SI.com's Peter King believes that free agent Albert Haynesworth has overrated his market value.
The Falcons and Lions have already all but pulled out of the running and King suggests that only Redskins owner Dan Snyder will pony up. Snyder had dinner with Haynesworth's agent over the weekend. King says Haynesworth's falling stock stems from his injuries, motor, age, and obvious price tag.
http://www.rotoworld.com/content/playernews.aspx?sport=NFL
There's no long line waiting to pry Albert Haynesworth from the Titans.

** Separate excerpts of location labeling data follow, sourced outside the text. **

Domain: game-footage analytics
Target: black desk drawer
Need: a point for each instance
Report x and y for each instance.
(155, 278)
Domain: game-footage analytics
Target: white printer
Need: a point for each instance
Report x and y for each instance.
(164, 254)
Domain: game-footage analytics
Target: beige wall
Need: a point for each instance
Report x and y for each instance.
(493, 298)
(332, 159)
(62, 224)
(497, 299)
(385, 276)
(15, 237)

In fact, Washington might be the logical landing spot. Hmmmm. I wonder why Redskins owner Dan Snyder was having dinner with the agent for Haynesworth, Chad Speck, at Morton's here Saturday night. I'm sure they were just talking about how it was colder here than at the Arctic Circle. But I kept asking all weekend: "Who wants Haynesworth -- or, more appropriately, who's going to pony up for him?'' And I got the old "it only takes one'' answer a few times. But one coach told me the smartest thing, and this was a coach who has some interest in getting Haynesworth at the right price, which is about half of what Haynesworth is hoping to get. "Everybody I've asked this weekend says, 'We're out of that,' or 'I don't think you'll see us involved in Haynesworth.' ''
Sad, really, because he's a great football player, an impactful player who can change a game from the interior defensive line spot. The downer stuff about Haynesworth:
• He's never played a full season. He's started three, 11, 10, 14, 10, 12 and 14 in his seven seasons.

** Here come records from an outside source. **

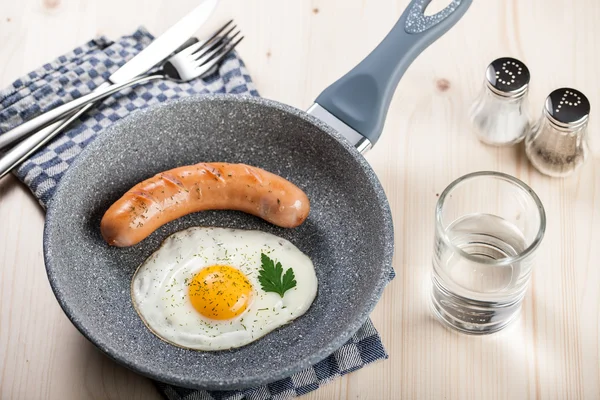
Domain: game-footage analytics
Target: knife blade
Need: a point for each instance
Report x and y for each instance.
(164, 45)
(161, 48)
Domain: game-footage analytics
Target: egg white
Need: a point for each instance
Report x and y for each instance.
(159, 287)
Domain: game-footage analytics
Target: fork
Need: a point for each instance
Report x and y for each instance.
(197, 60)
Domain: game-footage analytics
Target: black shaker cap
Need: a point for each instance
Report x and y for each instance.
(508, 76)
(568, 106)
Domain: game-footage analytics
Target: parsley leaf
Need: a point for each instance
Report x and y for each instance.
(270, 276)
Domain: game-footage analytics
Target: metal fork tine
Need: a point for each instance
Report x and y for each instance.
(209, 55)
(211, 66)
(225, 52)
(200, 45)
(205, 50)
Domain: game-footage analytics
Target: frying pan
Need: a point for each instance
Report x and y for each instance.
(348, 234)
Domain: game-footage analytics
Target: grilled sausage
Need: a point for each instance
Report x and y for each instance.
(205, 186)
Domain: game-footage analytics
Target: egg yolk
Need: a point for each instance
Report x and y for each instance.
(220, 292)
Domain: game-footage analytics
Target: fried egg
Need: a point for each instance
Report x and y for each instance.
(200, 290)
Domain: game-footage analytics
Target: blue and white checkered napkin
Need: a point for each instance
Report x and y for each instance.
(79, 72)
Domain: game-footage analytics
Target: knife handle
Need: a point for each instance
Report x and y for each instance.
(48, 117)
(16, 155)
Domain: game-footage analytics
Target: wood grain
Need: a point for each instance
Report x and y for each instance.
(294, 50)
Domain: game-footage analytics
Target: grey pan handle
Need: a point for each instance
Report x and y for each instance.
(361, 98)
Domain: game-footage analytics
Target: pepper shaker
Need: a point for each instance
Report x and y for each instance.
(557, 144)
(500, 113)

• He's never played more than 65 percent of the Titans' defensive snaps in a season. You might say a Nnamdi Asomugha is tremendously overpaid at $15-million a year (much more on him later in the column), but Asomugha or a quarterback is going to play 95 percent of his unit's plays in the course of a year, barring injury. Even if healthy, Haynesworth's going to come off the field a third of the time, minimum. So do you want to pay quarterback money to a player who never touches the ball and plays two-thirds of the snaps a franchise quarterback plays? It makes no sense.
• He's got a reputation for coasting on some plays.

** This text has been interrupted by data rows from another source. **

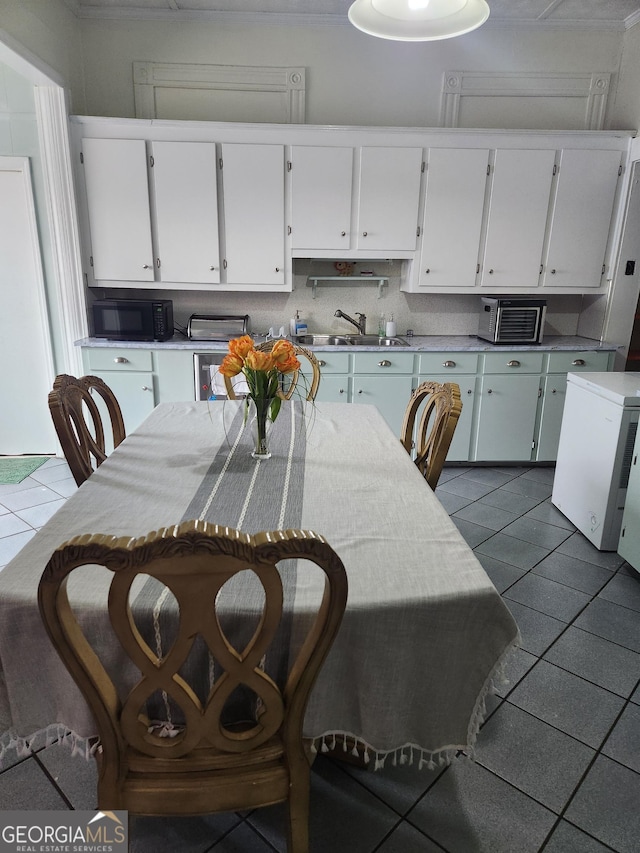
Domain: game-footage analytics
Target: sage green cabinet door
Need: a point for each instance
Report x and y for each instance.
(135, 394)
(389, 393)
(554, 389)
(629, 544)
(460, 447)
(506, 418)
(334, 388)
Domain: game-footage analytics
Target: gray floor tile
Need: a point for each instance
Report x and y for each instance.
(466, 488)
(473, 534)
(569, 839)
(490, 476)
(598, 660)
(509, 501)
(573, 572)
(537, 629)
(578, 546)
(524, 555)
(359, 821)
(486, 516)
(554, 599)
(622, 589)
(537, 532)
(518, 664)
(408, 839)
(26, 786)
(623, 744)
(613, 622)
(502, 574)
(451, 502)
(399, 786)
(10, 545)
(606, 805)
(547, 512)
(29, 497)
(530, 488)
(185, 834)
(538, 759)
(76, 777)
(37, 516)
(559, 698)
(11, 523)
(543, 474)
(470, 809)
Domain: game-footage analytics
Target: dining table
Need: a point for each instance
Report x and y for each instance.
(425, 634)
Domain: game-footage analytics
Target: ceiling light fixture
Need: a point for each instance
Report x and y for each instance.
(418, 20)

• He'll be 28 on opening day. You want to pay a 335-pound guy who's never started more than 14 games and is entering his eighth year $13 million or $15 million a year? Good luck.
In the end, my guess is Snyder will pay up and grab him. He's the kind of trophy player Snyder would love to have, and the kind of player, if healthy, who will really help the Redskins close the gap on the Giants in the NFC East.
http://sportsillustrated.cnn.com/2009/writers/peter_king/02/22/mmqb/index.html?eref=si_nfl
I also heard that the Titans are preparing to offer him more. It looks like there's not a lot of teams that want him. His injury past and his lack of work ethic in the past could be reason to just skip on him. He reminds me of Julius Peppers, only playing great in contract years.